Da profundidade da psique outras imagens se apresentam de um plano arcaico, de
um plano mitológico acionadas em um evento presente. Na citação da Dra. Nise da Silveira, “...
entre os terminais nervosos dos órgãos dos sentidos e a imagem que aparece na consciência está
interpolado um processo inconsciente que transforma o fato físico da luz, por exemplo, na
imagem psíquica luz”. (Silveira, 1992 apud Jung)3
Nada de material é dado à consciência. São imagens que nos são remetidas por um
complexo aparelho nervoso.
Ainda, conforme discorre a autora, o século XIX foi denominado século do livro,
devido, certamente, à predominância da palavra. Em tal século, o predomínio da imagem é
completamente percebido pelos nossos sentidos em todos os planos da comunicação e, no
entanto, quando se trata do plano científico, este fato não recebe o crédito correspondente ao
volume e intenção das mensagens dirigidas. Para os cientistas, há uma deturpação da realidade
dado a instabilidade presente nestas mensagens.

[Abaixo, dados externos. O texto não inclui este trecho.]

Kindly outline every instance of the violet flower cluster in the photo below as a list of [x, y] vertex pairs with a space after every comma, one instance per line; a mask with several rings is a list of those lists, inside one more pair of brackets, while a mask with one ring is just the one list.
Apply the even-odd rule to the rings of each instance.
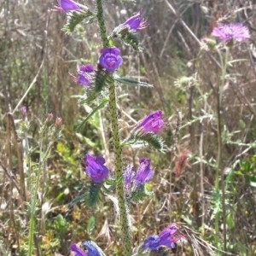
[[212, 36], [224, 43], [242, 42], [250, 38], [248, 28], [241, 23], [218, 24], [213, 28]]
[[86, 253], [79, 247], [75, 243], [70, 245], [69, 248], [72, 252], [75, 253], [75, 256], [101, 256], [99, 247], [92, 243], [90, 241], [85, 241], [83, 242], [83, 247], [86, 249]]
[[136, 126], [136, 131], [142, 131], [143, 133], [153, 132], [158, 133], [164, 125], [162, 112], [157, 110], [147, 115], [139, 124]]
[[82, 161], [84, 171], [95, 183], [102, 183], [108, 176], [109, 171], [104, 164], [105, 159], [102, 156], [94, 158], [89, 154], [84, 155]]
[[148, 236], [143, 242], [143, 249], [150, 249], [157, 251], [161, 246], [175, 248], [175, 242], [183, 238], [183, 235], [177, 224], [172, 223], [171, 225], [164, 229], [159, 235]]
[[142, 10], [137, 15], [129, 18], [125, 23], [120, 25], [121, 26], [128, 26], [131, 31], [137, 32], [140, 29], [146, 28], [148, 24], [142, 18]]
[[108, 72], [117, 70], [123, 63], [123, 58], [119, 55], [120, 50], [116, 47], [104, 48], [101, 50], [99, 64]]
[[62, 10], [64, 12], [70, 12], [70, 11], [79, 11], [81, 9], [79, 7], [78, 3], [72, 0], [60, 0], [59, 5], [56, 6], [56, 9], [59, 10]]

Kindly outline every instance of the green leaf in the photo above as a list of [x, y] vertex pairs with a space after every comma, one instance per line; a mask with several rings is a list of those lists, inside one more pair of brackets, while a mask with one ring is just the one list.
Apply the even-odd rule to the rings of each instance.
[[58, 214], [56, 218], [55, 219], [55, 229], [58, 230], [61, 234], [64, 234], [67, 230], [67, 220], [61, 214]]
[[84, 203], [87, 207], [93, 207], [100, 201], [102, 183], [90, 183], [90, 190], [85, 193]]
[[141, 202], [145, 196], [153, 195], [153, 194], [147, 189], [145, 184], [143, 184], [132, 192], [131, 200], [135, 202]]
[[146, 86], [146, 87], [153, 87], [153, 84], [148, 84], [143, 81], [138, 81], [136, 79], [133, 79], [131, 78], [127, 78], [127, 77], [119, 77], [119, 76], [114, 76], [113, 77], [114, 80], [123, 84], [128, 84], [128, 85], [133, 85], [133, 86]]
[[83, 120], [81, 124], [79, 124], [79, 125], [77, 127], [77, 130], [79, 131], [87, 122], [87, 120], [90, 117], [92, 117], [98, 110], [103, 108], [108, 102], [108, 99], [103, 98], [102, 102], [87, 115], [87, 117], [84, 119], [84, 120]]
[[249, 180], [249, 184], [252, 187], [256, 187], [256, 176], [250, 176], [248, 177], [248, 180]]
[[67, 23], [64, 25], [63, 31], [67, 34], [72, 33], [76, 26], [86, 18], [90, 18], [88, 19], [87, 23], [91, 23], [95, 20], [96, 15], [89, 9], [83, 12], [69, 12], [67, 14]]

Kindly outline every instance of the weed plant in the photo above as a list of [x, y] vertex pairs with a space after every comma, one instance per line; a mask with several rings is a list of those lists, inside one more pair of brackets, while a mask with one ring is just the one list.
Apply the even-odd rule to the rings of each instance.
[[0, 3], [0, 255], [256, 254], [235, 2]]

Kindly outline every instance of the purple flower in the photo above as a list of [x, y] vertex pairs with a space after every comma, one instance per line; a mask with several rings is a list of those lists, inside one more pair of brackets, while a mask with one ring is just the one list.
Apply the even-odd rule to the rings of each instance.
[[100, 65], [106, 68], [108, 72], [113, 72], [121, 66], [123, 59], [119, 55], [120, 50], [118, 48], [104, 48], [101, 50], [101, 53]]
[[79, 77], [74, 81], [87, 87], [91, 86], [94, 67], [91, 64], [82, 65], [78, 71]]
[[211, 35], [225, 43], [232, 40], [241, 42], [250, 38], [248, 28], [241, 23], [218, 24]]
[[56, 7], [58, 9], [64, 12], [80, 10], [81, 9], [76, 3], [72, 0], [60, 0], [59, 6]]
[[26, 106], [22, 106], [20, 108], [20, 113], [23, 115], [23, 116], [26, 116], [26, 113], [27, 113], [27, 108]]
[[153, 172], [150, 170], [150, 160], [148, 159], [141, 159], [140, 166], [137, 171], [135, 176], [135, 182], [138, 185], [144, 184], [148, 182], [153, 177]]
[[108, 175], [108, 169], [104, 166], [105, 159], [102, 156], [94, 158], [89, 154], [84, 155], [82, 166], [86, 174], [96, 183], [102, 183]]
[[153, 177], [153, 172], [150, 169], [150, 160], [142, 158], [139, 160], [140, 166], [137, 172], [134, 166], [129, 165], [124, 172], [125, 186], [126, 189], [137, 189], [140, 185], [148, 183]]
[[142, 10], [140, 10], [136, 15], [128, 19], [123, 26], [128, 26], [131, 30], [137, 32], [139, 29], [143, 29], [148, 26], [148, 22], [142, 19]]
[[83, 247], [87, 250], [88, 256], [101, 256], [98, 246], [90, 241], [83, 242]]
[[69, 248], [71, 251], [76, 253], [75, 256], [101, 256], [101, 248], [91, 241], [85, 241], [83, 242], [83, 247], [87, 253], [79, 248], [76, 244], [73, 243]]
[[69, 249], [75, 253], [75, 256], [88, 256], [89, 254], [79, 248], [75, 243], [70, 245]]
[[159, 244], [160, 246], [166, 246], [171, 248], [175, 248], [174, 242], [177, 241], [174, 241], [172, 236], [177, 231], [177, 225], [175, 223], [172, 223], [171, 225], [169, 225], [167, 228], [163, 230], [159, 234], [159, 238], [160, 238]]
[[163, 125], [162, 112], [157, 110], [147, 115], [138, 125], [137, 125], [136, 130], [141, 129], [143, 132], [158, 133]]
[[175, 242], [184, 236], [178, 230], [177, 224], [172, 223], [164, 229], [158, 236], [148, 236], [143, 244], [143, 249], [158, 250], [160, 246], [175, 248]]

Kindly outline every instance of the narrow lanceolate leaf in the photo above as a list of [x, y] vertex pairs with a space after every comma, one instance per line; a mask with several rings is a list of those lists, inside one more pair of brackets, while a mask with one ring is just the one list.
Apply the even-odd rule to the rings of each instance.
[[96, 15], [90, 10], [84, 10], [83, 12], [70, 12], [67, 15], [67, 23], [63, 27], [63, 31], [67, 34], [70, 34], [73, 32], [76, 26], [82, 22], [84, 19], [87, 19], [87, 23], [91, 23]]
[[104, 86], [107, 86], [108, 83], [111, 83], [113, 78], [108, 73], [104, 70], [97, 70], [95, 75], [95, 87], [94, 90], [96, 92], [100, 92], [102, 90]]
[[101, 103], [96, 107], [87, 116], [86, 118], [83, 120], [83, 122], [78, 126], [77, 130], [79, 131], [81, 129], [84, 124], [87, 122], [87, 120], [91, 118], [96, 113], [97, 113], [100, 109], [103, 108], [106, 104], [108, 102], [108, 99], [103, 98]]
[[119, 76], [114, 76], [114, 80], [123, 84], [127, 84], [127, 85], [133, 85], [133, 86], [146, 86], [146, 87], [153, 87], [153, 84], [148, 84], [143, 81], [138, 81], [137, 79], [134, 79], [132, 78], [128, 78], [128, 77], [119, 77]]

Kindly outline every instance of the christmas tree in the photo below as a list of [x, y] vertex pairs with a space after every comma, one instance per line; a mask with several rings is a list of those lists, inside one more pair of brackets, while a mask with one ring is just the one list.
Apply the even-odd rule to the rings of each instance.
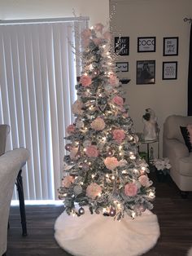
[[68, 214], [80, 216], [88, 206], [91, 214], [120, 220], [126, 213], [133, 218], [153, 208], [155, 188], [137, 152], [138, 138], [116, 76], [117, 55], [102, 24], [84, 30], [81, 38], [83, 69], [72, 104], [76, 119], [67, 127], [69, 154], [59, 198]]

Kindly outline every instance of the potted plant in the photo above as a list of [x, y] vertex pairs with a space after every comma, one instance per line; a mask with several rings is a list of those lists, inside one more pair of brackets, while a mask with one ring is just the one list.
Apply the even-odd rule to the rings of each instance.
[[164, 182], [169, 174], [169, 170], [172, 166], [169, 163], [169, 159], [165, 158], [155, 158], [153, 160], [153, 166], [155, 167], [157, 180], [159, 182]]

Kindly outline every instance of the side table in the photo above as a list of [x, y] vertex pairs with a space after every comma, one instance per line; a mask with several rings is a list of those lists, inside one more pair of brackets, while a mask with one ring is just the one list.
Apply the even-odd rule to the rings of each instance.
[[[146, 145], [146, 150], [147, 150], [147, 163], [150, 163], [150, 144], [152, 143], [157, 143], [157, 155], [158, 158], [159, 158], [159, 138], [157, 138], [156, 139], [153, 140], [140, 140], [141, 144]], [[138, 152], [139, 152], [139, 146], [138, 146]]]

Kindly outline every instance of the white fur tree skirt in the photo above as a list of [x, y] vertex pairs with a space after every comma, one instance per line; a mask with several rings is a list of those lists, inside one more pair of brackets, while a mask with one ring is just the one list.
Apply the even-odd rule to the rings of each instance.
[[151, 249], [159, 236], [157, 216], [146, 210], [134, 220], [125, 215], [120, 222], [102, 214], [81, 217], [63, 213], [55, 224], [55, 237], [64, 250], [75, 256], [136, 256]]

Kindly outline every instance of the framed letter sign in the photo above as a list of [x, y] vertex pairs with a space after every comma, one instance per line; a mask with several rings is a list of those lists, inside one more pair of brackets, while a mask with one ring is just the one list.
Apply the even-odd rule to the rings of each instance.
[[155, 83], [155, 60], [137, 61], [137, 85]]
[[115, 52], [120, 55], [129, 55], [129, 37], [115, 37]]
[[178, 55], [179, 38], [164, 38], [164, 56]]
[[155, 51], [155, 37], [137, 38], [137, 52]]
[[116, 62], [116, 71], [117, 72], [128, 72], [129, 63], [128, 62]]
[[163, 62], [163, 80], [177, 79], [177, 61]]

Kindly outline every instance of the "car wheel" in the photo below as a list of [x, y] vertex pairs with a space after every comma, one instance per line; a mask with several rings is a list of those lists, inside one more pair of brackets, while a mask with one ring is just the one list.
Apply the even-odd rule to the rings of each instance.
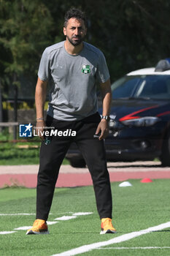
[[168, 133], [163, 143], [160, 159], [163, 166], [170, 166], [170, 132]]
[[85, 167], [85, 162], [82, 159], [69, 159], [70, 165], [72, 167], [83, 168]]

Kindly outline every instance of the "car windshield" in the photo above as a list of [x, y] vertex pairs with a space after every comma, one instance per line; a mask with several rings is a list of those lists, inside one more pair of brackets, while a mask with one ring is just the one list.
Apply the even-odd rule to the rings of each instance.
[[126, 75], [111, 88], [112, 99], [170, 99], [170, 75]]

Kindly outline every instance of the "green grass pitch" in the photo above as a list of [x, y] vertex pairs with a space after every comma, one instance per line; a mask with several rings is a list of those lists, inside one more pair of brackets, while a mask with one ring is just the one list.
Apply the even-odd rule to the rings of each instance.
[[[113, 224], [117, 233], [107, 235], [99, 234], [101, 223], [92, 187], [55, 189], [48, 221], [57, 221], [55, 218], [72, 217], [77, 212], [93, 214], [58, 220], [49, 225], [50, 235], [44, 236], [26, 236], [26, 230], [15, 230], [32, 225], [35, 218], [36, 189], [0, 189], [0, 255], [51, 256], [170, 221], [169, 179], [154, 180], [149, 184], [140, 183], [139, 180], [129, 181], [132, 187], [119, 187], [120, 183], [112, 184]], [[3, 231], [15, 232], [1, 234]], [[82, 255], [167, 256], [170, 255], [169, 246], [169, 227], [95, 249]]]

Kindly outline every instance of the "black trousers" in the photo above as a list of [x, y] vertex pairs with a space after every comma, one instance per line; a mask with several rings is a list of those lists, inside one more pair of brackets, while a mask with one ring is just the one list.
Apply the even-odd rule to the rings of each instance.
[[77, 132], [76, 137], [54, 137], [45, 145], [42, 142], [36, 187], [36, 219], [47, 220], [50, 210], [59, 169], [70, 144], [78, 146], [93, 180], [100, 218], [112, 218], [112, 200], [104, 141], [93, 138], [100, 122], [97, 113], [81, 121], [61, 121], [47, 116], [46, 124], [58, 131]]

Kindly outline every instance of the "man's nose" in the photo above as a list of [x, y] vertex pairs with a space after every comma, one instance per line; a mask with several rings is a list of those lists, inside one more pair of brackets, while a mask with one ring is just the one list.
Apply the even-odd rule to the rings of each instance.
[[80, 34], [80, 29], [75, 29], [75, 31], [74, 31], [74, 34], [77, 35], [77, 34]]

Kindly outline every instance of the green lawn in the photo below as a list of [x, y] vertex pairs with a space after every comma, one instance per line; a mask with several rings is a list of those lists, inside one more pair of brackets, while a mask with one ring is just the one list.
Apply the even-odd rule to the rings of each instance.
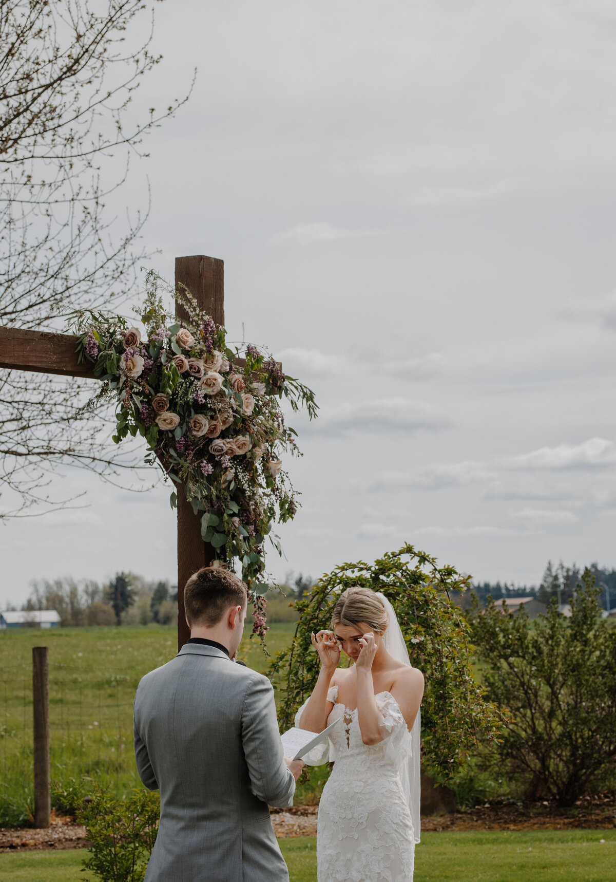
[[[605, 840], [601, 843], [600, 840]], [[291, 882], [315, 882], [313, 838], [280, 840]], [[3, 882], [78, 882], [83, 851], [0, 855]], [[616, 831], [429, 833], [414, 882], [613, 882]]]
[[[273, 654], [295, 625], [272, 624]], [[267, 659], [250, 639], [240, 656], [256, 670]], [[132, 703], [141, 677], [175, 655], [174, 627], [38, 628], [0, 631], [0, 826], [26, 821], [32, 795], [32, 647], [49, 647], [52, 779], [84, 776], [118, 795], [140, 786], [132, 749]]]

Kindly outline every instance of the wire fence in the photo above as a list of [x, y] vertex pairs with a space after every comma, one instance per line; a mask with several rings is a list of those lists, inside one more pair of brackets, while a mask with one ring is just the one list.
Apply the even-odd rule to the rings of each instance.
[[[104, 669], [49, 663], [52, 789], [89, 778], [118, 795], [137, 786], [132, 705], [143, 666]], [[0, 684], [0, 824], [31, 813], [32, 664], [3, 665]]]

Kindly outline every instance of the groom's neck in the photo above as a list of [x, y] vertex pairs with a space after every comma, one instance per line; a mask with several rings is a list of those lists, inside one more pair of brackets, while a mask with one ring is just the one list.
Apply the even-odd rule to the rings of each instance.
[[229, 631], [226, 627], [214, 625], [213, 628], [207, 628], [204, 625], [196, 624], [190, 629], [190, 637], [199, 637], [204, 640], [213, 640], [214, 643], [219, 643], [221, 647], [225, 647], [229, 654], [231, 653], [233, 632]]

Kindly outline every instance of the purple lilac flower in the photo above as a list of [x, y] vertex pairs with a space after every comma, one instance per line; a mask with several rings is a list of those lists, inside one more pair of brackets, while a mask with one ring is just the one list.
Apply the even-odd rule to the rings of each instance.
[[270, 375], [270, 383], [271, 383], [274, 389], [279, 389], [286, 378], [282, 372], [280, 365], [273, 358], [271, 358], [265, 362], [263, 367]]
[[184, 456], [190, 456], [194, 450], [192, 441], [187, 435], [182, 435], [175, 442], [175, 450], [178, 453], [183, 453]]
[[140, 411], [141, 419], [146, 429], [149, 429], [154, 422], [154, 411], [149, 404], [142, 404]]
[[171, 334], [167, 330], [167, 328], [159, 328], [157, 331], [154, 331], [152, 334], [150, 334], [150, 339], [148, 342], [161, 343], [163, 340], [167, 340], [170, 336]]
[[204, 324], [201, 325], [201, 333], [204, 338], [204, 346], [205, 347], [205, 351], [213, 352], [216, 325], [214, 324], [213, 318], [212, 318], [210, 316], [207, 317]]
[[88, 332], [85, 338], [85, 353], [93, 362], [95, 362], [99, 357], [99, 344], [92, 331]]

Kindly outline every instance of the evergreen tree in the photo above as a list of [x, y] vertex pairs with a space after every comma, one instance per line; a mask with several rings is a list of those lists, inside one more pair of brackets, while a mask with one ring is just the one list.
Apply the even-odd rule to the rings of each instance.
[[120, 617], [130, 606], [135, 602], [136, 596], [130, 582], [124, 572], [118, 572], [115, 579], [109, 582], [105, 592], [107, 602], [115, 613], [117, 624], [120, 624]]

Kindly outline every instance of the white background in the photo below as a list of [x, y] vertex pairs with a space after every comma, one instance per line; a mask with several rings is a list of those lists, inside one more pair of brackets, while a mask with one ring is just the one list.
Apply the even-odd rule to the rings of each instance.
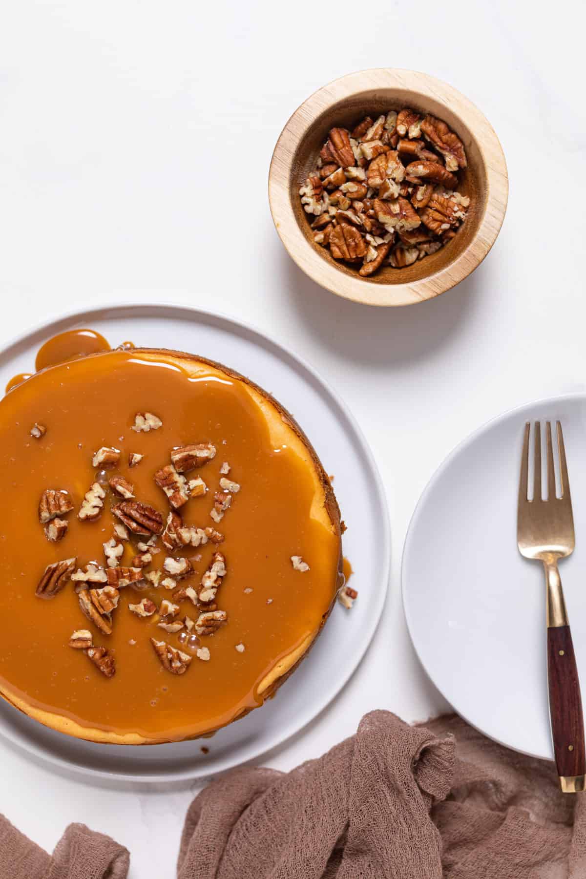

Os cientistas, em suas proposições baseadas no plano cartesiano, não trabalham e
não cogitam a atividade a partir de uma situação em que a imaginação se faça presente, mesmo
reconhecendo que uma filtragem perfeita na ordem racional é impossível.
Silveira apresenta as conclusões de cientistas como Wolfang Pauli, que investigou a
origem interior das teorias científicas em paralelo com as pesquisas da realidade externa e
Kepler, que propunha a tese de que a imagem simbólica vem antes da construção de uma lei
natural e consciente, sendo então as imagens simbólicas e as concepções arquetípicas que levam
à busca das leis naturais.
Kepler partiu da idéia da imagem do Deus Criador, imagem central e solar por
excelência pra chegar à sua teoria da estrutura heliocêntrica do mundo.
1
Resenha elaborada no Programa de Pós-Graduação Interunidades em Estética e História da
Arte do Museu de Arte Contemporânea da Universidade de São Paulo– disciplina “Estética e Rupturas”
Docente responsável:Profª Dra. Elza Maria Ajzenberg Docente Colaborador:Profª. Dra.Eliane Dias de Castro –
1º semestre de 2009
2
Silveira, Nise, O Mundo das Imagens, cap. 5, in Silveira, Nise. O Mundo das Imagens, SP, Ática, 1992
3
Jung,C.G. Complete Works, 8., p.383
1
Mais instigante ainda a informação à respeito da “tipologia dos escritores”, criada
pelo filósofo Barchelard, mestre na Sorbonne, que, em dado momento, vive um incidente com
um aluno que o critica porque propõe um universo pasteurizado em sua prática docente, e
conclui a importância desta diferença em relação a um universo esterilizado que provavelmente
não promoveria a felicidade de ninguém. Buscou então no universo dos escritores as imagens
arquetípicas provenientes do fogo, da água, do ar e da terra ou, como cremos, a metafísica dos
escritores através das imagens ou base verdadeira contida no universo onírico dos poetas.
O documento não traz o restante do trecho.